On constate que le traitement orthopédique est presque toujours réussi chez les patients atteints de cyphose de 55 à 80°, à condition que le diagnostic soit réalisé avant la maturité squelettique. Chez les patients symptomatiques, une cyphose plus conséquente n’est presque jamais traitée efficacement sans avoir recours à la chirurgie :

  • le traitement par contreventement a quelques défauts : plus le temps de calage est conséquent, plus la probabilité de provoquer une lombalgie est grande ;
  • chez les adolescents, la conformité est généralement faible.

Idéalement, le traitement par contreventement devrait commencer du début de la puberté pour s’étendre pendant environ deux ans et être retiré à la fin de la maturité squelettique. Les orthèses doivent être portées 22 à 24 heures par jour pendant les 12 à 18 premiers mois, et durant la nuit jusqu’à ce que le patient atteigne l’âge de maturité squelettique. Parmi les équipements indispensables au traitement de contreventement, citons l’orthèse de Milwaukee, l’orthèse de Gschwend, l’orthèse cyphologique et l’orthèse SpinoMed. D’autres méthodes de contreventement ont été essayées auparavant, comme l’utilisation d’une ceinture souple ; mais elles n’ont jamais réussi. Avec un équipement souple, aucune correction ne peut être appliquée aux courbures rigides.

La littérature médicale mentionne rarement la physiothérapie comme un traitement efficace contre la maladie de Scheuermann. Néanmoins, de nombreux médecins font recours à la physiothérapie dans certains cas particuliers.

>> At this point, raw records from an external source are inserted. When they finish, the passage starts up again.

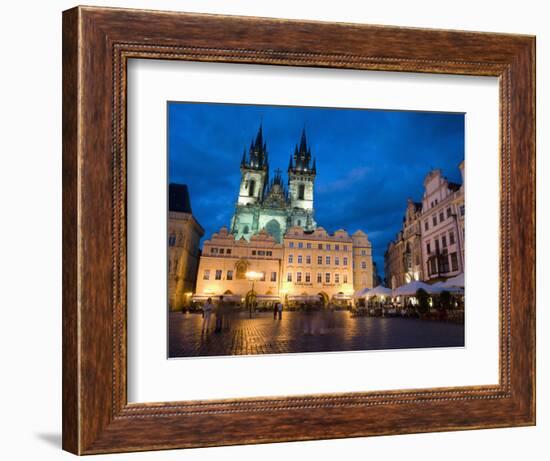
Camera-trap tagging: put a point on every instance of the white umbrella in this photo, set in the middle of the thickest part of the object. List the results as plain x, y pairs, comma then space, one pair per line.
444, 286
411, 288
362, 293
456, 281
379, 291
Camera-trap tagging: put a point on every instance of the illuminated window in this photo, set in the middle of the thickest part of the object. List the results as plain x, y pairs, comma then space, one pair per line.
454, 261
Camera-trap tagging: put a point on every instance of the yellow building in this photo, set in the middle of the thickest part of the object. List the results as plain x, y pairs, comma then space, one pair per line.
226, 266
184, 234
363, 275
317, 266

D’une manière générale, le traitement de la maladie de Scheuermann dépend de l’âge du patient, de la gravité et de la progression de la cyphose, et de la présence ou non de douleur. Dans le cadre d’une amélioration posturale, la physiothérapie a fait ses preuves, en mettant l’accent sur l’étirement des ischio-jambiers et des pectoraux, ainsi que le renforcement des extenseurs du tronc et l’amélioration de la fonction. Ces exercices physiques peuvent être efficaces, notamment lorsque la colonne thoracique n’est pas suffisamment raide et que la courbe sagittale n’est pas trop conséquente. En règle générale, l’angle de Cobb favorable à une physiothérapie s’établit entre 44 et 55°.